I suspect that most people are disappointed. If you venture into the woods just north of the Crater you can find remnants of the earthworks occupied by troops from North Carolina.

The preservation of the remains is undoubtedly due to the dense and anaerobic nature of the clay — that would greatly retard decomposition. The 1680s wreck of the explorer La Salle’s ship, La Belle, revealed some astonishing preservation — coiled rope, sail cloth, and skeleton with soft tissue preserved in the skull — when it was excavated more than 300 years later, because those parts of the wreck were quickly and fully buried in anaerobic sediment.

The ability of the earth to heal itself is remarkable. It is amazing when you look at photos taken of the Flight 93 crash site just after 9/11 and now how little is visible in recent photos.

I agree. The Crater site definitely had some help with the leveling that took place for the golf course in the early twentieth century.

Kevin and I have walked over the battlefield numerous times. Me because it’s my job to give tours there; him, because of his on-going interest in memory of the event.

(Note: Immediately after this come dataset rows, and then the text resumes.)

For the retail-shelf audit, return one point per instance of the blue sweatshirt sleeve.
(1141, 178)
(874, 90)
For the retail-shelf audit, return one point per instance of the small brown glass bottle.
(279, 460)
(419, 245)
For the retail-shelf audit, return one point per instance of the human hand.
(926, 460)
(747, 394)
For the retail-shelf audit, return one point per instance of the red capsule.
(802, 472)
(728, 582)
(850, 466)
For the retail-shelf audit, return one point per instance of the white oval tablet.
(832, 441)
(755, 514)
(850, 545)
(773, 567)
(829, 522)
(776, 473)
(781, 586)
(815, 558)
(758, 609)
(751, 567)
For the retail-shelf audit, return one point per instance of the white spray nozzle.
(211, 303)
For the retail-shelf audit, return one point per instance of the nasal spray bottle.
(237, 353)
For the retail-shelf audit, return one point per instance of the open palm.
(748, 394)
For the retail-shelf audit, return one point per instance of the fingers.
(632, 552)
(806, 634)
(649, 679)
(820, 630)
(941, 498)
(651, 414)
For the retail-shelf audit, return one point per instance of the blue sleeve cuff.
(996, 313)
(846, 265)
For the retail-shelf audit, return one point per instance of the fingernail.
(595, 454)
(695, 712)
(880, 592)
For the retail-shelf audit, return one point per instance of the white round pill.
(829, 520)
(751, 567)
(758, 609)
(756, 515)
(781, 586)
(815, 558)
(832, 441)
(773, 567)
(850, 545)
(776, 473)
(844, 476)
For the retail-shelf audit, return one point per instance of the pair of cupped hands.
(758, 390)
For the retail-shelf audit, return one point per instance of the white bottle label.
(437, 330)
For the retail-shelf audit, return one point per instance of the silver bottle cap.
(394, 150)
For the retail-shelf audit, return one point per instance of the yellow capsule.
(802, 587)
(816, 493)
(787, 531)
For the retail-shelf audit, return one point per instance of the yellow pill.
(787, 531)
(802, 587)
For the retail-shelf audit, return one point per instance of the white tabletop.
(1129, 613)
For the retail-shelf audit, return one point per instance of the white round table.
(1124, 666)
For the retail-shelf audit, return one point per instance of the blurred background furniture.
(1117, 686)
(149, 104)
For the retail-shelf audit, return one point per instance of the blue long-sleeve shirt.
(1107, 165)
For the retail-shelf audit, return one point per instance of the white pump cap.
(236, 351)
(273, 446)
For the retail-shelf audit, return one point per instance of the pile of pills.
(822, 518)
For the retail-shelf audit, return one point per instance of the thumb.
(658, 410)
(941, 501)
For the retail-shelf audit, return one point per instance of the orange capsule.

I can say that it is an on-going interpretive matter to convince people that the Crater was larger BUT that it was not DRAMATICALLY larger in terms of how it is depicted in Cold Mountain for example. One on-going challenge I am convinced of is that we live in the on-going (and as far as I can tell forever til the end of time) nuclear age. When the WW2-era generation and subsequent generations witness the leveling of places by air-dropped bombs and of course the notorious atomic bomb drops in Japan in 1945, the world’s understanding of destruction was forever changed.

Of the variety of descriptions, the Crater is generally accepted as approximately 150-170 feet in length; 60 feet wide; and about 25-30 feet in depth. However, as Kevin hints at here changes occurred. The one very few people take into account that the Confederates reestablished their defenses in the aftermath of the explosion.

The Griffith family as Kevin points out operated a Civil War tourist destination and images show civilians walking down in the Crater. The dead also later extracted in various stages from 1866 into the 1930s. Then there were the years of the Crater golf course and natural erosion which has also led to changes in the dimensions of the Crater.

See yall on the field!

I especially appreciated the large siege guns and observation towers that were included in Cold Mountain.